The rise of the Taliban and Al Qaeda has come at the expense of the maliks, who have been systematically murdered and marginalized in a campaign to destroy the old order. In South Waziristan, where Mehsud presides, the Taliban and Al Qaeda have killed more than 150 maliks since 2005, all but destroying the tribal system. And there are continual reminders of what happens to the survivors who do not understand this — who, for example, attempt to talk with Pakistan’s civilian government and assert their authority. In June, Mehsud’s men gunned down 28 tribal leaders who had formed a “peace committee” in South Waziristan. Their bodies were dumped on the side of a road. “This shows what happens when the tribal elders try to challenge Baitullah Mehsud,” Jan said.
We have been ham-handed in the conduct of the campaign in Afghanistan and Pakistan. There are seasons in counterinsurgency, and we are almost certainly witnessing the end of tribe in Pakistan. While it might have been possible three or four years ago to have unilaterally acted in Pakistan to destroy the Taliban, and / or to pressure Pakistan to act against them, all of the while incorporating the tribes as was done in the Anbar Province, this is no longer possible. Tribe has been destroyed.
This season is gone, and another strategy must be pursued. This strategy appears to be fully in effect now, cannot rely on the Pakistan Army, and involves aggressive action inside the borders of Pakistan.
American military forces are stepping up cross-border ground attacks into Pakistan from Afghanistan on the eve of the seventh anniversary of the attacks of September 11, 2001.

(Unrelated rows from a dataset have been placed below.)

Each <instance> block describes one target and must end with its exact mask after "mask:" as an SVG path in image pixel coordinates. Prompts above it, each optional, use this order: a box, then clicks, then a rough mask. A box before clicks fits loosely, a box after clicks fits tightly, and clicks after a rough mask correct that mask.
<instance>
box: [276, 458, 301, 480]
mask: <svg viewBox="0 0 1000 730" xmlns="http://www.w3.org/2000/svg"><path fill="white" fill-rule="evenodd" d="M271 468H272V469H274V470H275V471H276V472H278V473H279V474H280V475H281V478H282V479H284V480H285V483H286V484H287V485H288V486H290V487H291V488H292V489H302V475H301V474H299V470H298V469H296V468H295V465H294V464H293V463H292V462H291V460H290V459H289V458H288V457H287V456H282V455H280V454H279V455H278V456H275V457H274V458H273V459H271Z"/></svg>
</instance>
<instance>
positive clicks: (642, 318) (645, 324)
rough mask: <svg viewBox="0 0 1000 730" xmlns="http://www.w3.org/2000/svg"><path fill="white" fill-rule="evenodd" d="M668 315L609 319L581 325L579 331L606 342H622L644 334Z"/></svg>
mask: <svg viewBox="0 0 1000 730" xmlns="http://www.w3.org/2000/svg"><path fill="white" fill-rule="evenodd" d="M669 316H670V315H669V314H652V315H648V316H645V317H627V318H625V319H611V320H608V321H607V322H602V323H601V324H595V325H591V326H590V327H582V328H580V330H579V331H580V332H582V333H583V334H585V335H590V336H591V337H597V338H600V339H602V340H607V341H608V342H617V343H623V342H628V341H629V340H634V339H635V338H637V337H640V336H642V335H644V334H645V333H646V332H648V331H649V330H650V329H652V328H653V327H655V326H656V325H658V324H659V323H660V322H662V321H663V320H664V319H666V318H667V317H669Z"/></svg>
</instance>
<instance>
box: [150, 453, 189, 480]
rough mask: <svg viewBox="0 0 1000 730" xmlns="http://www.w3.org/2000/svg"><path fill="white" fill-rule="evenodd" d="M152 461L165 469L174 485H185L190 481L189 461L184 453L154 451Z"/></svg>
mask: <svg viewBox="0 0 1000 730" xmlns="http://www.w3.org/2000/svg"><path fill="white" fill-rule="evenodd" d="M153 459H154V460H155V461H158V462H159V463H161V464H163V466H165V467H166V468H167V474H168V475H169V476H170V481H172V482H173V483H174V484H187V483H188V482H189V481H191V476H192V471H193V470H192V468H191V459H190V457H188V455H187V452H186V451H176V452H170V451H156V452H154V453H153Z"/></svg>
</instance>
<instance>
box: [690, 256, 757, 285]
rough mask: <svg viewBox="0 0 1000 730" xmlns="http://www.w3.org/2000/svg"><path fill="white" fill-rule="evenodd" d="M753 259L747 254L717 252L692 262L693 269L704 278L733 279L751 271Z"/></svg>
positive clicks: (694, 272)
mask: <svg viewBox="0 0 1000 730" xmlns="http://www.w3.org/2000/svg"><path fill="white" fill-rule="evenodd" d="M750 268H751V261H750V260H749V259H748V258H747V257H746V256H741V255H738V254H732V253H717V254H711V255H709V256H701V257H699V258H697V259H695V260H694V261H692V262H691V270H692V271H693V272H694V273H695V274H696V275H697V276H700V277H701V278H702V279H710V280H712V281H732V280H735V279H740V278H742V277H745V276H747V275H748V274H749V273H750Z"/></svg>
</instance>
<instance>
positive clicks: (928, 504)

In the last two weeks, the military has begun launching ground assaults in the Pakistani border provinces known as the Federally Administered Tribal Areas, American intelligence and military officials said. The region is believed by American and Pakistani intelligence to be hosting the leadership of Al Qaeda, including Osama bin Laden.
While American special forces and military contractors have conducted raids in Pakistan, such actions were rare and required Cabinet-level approval. In July, the leadership of Central Command, which oversees the wars in Iraq and Afghanistan, was given the sole authority to approve ground assaults in Pakistan. Late last month, the American military began launching ground attacks in the country on a near daily basis, depending on local conditions and intelligence, according to a military official who requested anonymity.
These small raids won’t be enough, but at least the threshold has been crossed. The U.S. is now taking unilateral action inside the borders of Pakistan, as the Pakistan Army won’t carry out its duties to control the region, and the Taliban are using Pakistan as a launching, training and recovery base for its campaign in Afghanistan. As The Captain’s Journal has pointed out before, the campaign in Afghanistan and Pakistan is one and the same.